The Company provides customers with payment
terms of thirty days.
Cash and Cash Equivalents
For purposes of the condensed consolidated
statements of cash flows, the Company considers all highly liquid investments with a maturity of three months or less when purchased
to be cash equivalents.
The Company's cash balances are primarily maintained
at two separate banks. Balances are insured by the Federal Deposit Insurance Corporation subject to certain limitations.
nDivision Inc
Notes to the Condensed Consolidated Financial
Statements
(Unaudited)
2. SUMMMARY OF SIGNIFICANT ACCOUNTING
POLICIES (continued)
Accounts Receivable
Accounts receivable are stated at the amounts
management expects to collect. An allowance for doubtful accounts is recorded, as a charge to bad debt expense, where collection
is considered to be doubtful due to credit issues. These allowances together reflect the Company's estimate of potential losses
inherent in accounts receivable balances, based on historical loss and known factors impacting its customers. Management
has determined that there was no allowance required for the period ended September 30, 2018 and 2017. The Company does not
accrue interest on past due receivables.
Concentration of Risk
Financial instruments, which potentially subject
the Company to concentrations of credit risk, are cash and accounts receivable. See Note 15 for significant customer concentration
disclosure.
Cash is maintained with two separate major
financial institutions in the United States and may exceed the amount of insurance provided on such deposits. Generally, these
deposits may be redeemed upon demand, and, therefore, bear minimal risk.

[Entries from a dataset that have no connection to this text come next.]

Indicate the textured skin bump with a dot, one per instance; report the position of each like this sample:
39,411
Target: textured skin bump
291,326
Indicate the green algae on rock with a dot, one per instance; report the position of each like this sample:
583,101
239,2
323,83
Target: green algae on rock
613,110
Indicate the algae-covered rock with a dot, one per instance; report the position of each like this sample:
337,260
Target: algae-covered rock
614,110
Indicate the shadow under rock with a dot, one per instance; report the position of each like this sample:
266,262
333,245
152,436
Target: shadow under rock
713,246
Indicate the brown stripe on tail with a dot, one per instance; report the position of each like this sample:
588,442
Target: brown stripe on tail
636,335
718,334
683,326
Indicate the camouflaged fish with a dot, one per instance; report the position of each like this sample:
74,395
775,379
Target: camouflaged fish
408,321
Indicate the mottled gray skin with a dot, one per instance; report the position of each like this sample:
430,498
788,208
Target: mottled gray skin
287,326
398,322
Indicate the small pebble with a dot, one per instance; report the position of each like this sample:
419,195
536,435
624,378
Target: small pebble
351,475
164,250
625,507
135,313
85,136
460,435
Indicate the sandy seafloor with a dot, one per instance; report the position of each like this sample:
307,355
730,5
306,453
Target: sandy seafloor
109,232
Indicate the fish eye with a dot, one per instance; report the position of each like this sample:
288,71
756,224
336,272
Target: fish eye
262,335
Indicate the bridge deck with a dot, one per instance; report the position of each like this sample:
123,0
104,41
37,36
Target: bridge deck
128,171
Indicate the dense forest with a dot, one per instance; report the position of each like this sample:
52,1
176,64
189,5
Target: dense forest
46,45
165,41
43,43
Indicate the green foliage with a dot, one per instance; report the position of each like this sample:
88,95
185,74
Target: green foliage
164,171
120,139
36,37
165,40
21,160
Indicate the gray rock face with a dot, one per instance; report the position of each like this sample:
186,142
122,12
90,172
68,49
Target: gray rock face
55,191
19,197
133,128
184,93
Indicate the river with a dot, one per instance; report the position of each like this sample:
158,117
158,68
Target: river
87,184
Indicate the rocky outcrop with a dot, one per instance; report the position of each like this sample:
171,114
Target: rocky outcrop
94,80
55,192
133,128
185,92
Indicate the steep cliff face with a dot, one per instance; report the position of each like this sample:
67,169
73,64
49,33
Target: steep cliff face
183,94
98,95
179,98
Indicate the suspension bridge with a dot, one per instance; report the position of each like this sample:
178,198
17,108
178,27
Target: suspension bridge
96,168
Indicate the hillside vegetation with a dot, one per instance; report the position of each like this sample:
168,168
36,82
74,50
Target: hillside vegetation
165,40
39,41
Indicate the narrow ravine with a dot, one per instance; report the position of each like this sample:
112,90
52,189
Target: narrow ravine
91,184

Equipment and Software Licenses
Equipment and software licenses are stated
at cost. Depreciation is calculated using the straight-line method over an estimated useful life of one to ten years. Leasehold
improvements are amortized over the shorter of the useful life of the related asset or the period of the lease.
Long-Lived Assets
The Company reviews the carrying value of its
long-lived assets whenever events or changes in circumstances indicate that the carrying values may no longer be appropriate.
Recoverability of carrying values is assessed by estimating future net cash flows from the assets. Based on management's
evaluations, no impairment charge was deemed necessary at September 30, 2018 and 2017. Impairment assessment inherently involves
judgment as to assumptions about expected future cash flows and the impact of market conditions on those assumptions. Future
events and changing market conditions may impact management's assumptions as to sales prices, rental rates, costs, holding periods
or other factors that may result in changes in the Company's estimates of future cash flows. Although management believes
the assumptions used in testing for impairment are reasonable, changes in any one of the assumptions could produce a significantly
different result.
Fair Value Measurement
The Company follows the provisions of the accounting
standard which defines fair value, establishes a framework for measuring fair value and enhances fair value measurement disclosure.
Under these provisions, fair value is defined as the price that would be received to sell an asset or paid to transfer a liability
(i.e., the "exit price") in an orderly transaction between market participants at the measurement date.
The standard establishes a hierarchy for inputs
used in measuring fair value that maximizes the use of observable inputs and minimizes the use on unobservable inputs by requiring
that the most observable inputs be used when available. Observable inputs are inputs that market participants would use in pricing
the asset or liability developed based on market data obtained from sources independent of the Company. Unobservable inputs are
inputs that reflect the Company's assumptions about the assumptions market participants would use in pricing the asset or liability
developed based on the best information available in the circumstances. The hierarchy is described below:
Level 1: Quoted prices (unadjusted) in active
markets that are accessible at the measurement date for assets or liabilities. The fair value hierarchy gives the highest priority
to Level 1 inputs.
Level 2: Observable prices that are based on
inputs not quoted on active markets but corroborated by market data.
nDivision Inc
Notes to the Condensed Consolidated Financial
Statements
(Unaudited)
2. SUMMMARY OF SIGNIFICANT ACCOUNTING
POLICIES (continued)
Level 3: Unobservable inputs are used when
little or no market data is available. The fair value hierarchy gives the lowest priority to Level 3 inputs.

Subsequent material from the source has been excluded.